There's no question that Finley, who played at Syracuse and then for the Long Island Lacrosse Club, was a player of true Hall of Fame caliber. He was elected with the class of 1999, but when he was phoned at his home in Florida and given the news he said, "That was so long ago. That stuff doesn't interest me much any more."
He didn't bother to attend the ceremony.
Cramblet could understand Finley's response.
"I played against Finley for years," Cramblet says, "and he was a great player. But he was, well, laid back."
Not until the Hall of Fame's 36th year, in 1992, were women admitted. The first was Rosabelle Sinclair, a native of Scotland who introduced women's lacrosse to the U.S. at Bryn Mawr (Md.) School in 1926. Ms.
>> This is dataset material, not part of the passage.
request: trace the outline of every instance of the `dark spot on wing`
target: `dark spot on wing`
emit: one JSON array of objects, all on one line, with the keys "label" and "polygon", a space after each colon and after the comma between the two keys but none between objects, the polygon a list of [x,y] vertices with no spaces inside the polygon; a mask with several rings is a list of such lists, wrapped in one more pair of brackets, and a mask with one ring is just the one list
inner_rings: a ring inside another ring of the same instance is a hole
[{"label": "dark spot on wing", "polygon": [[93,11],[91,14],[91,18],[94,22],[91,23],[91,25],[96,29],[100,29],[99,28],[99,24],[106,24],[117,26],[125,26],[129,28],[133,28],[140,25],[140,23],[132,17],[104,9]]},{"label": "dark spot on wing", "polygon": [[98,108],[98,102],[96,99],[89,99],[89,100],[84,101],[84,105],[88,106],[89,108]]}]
Sinclair died in 1978. Including the five entering this year, there are now 68 women in the Hall of Fame. One of those, Nancy Chance, who entered in 2004, sees the whole experience as a confirmation of character.
"I didn't know there was a Hall of Fame until they called me and told me I was going in the [Greater Baltimore Chapter Hall of Fame]," she admits. "So it was an even greater thrill when I went in the [National Hall of Fame]. It made me think I must have done something right."
Today the annual ceremony in November is a glittery event at the stately Grand Lodge, 12 miles north of Baltimore. It wasn't always this way. For years the ceremony was such an off-hand thing that it was conducted on the field at halftime of a Johns Hopkins home game.
"That was all they did when I went in back in `84," says Bob Sandell.
In 1986 US Lacrosse -- then the Lacrosse Foundation -- went to work upgrading the event, eventually making it the classy, black-tie-optional affair it is today. Last year, 475 people attended, including 60 Hall of Famers from previous years. There were more acceptances than that this year.
Sometimes a new Hall of Famer approaches the evening with uncertainty, like Pete Eldredge, one of the heroes of Virginia's 1972 NCAA champion team. Another laid-back player, Eldredge had people wondering how he'd react. He surprised attendees by turning emotional. Some say he shed a tear or two. With some honorees, such as Nolan Rogers, a 2003 inductee, there is total gratitude.
"I never did anything in this game thinking I'd some day go in the Hall of Fame," says Rogers, who played at Duke in the 1950s and later distinguished himself as general manager of U.S. men's national teams for a dozen years.
"Whatever I did," Rogers adds, "I did simply because I love the game. When I went in the Hall of Fame it meant a great deal, being honored by my peers."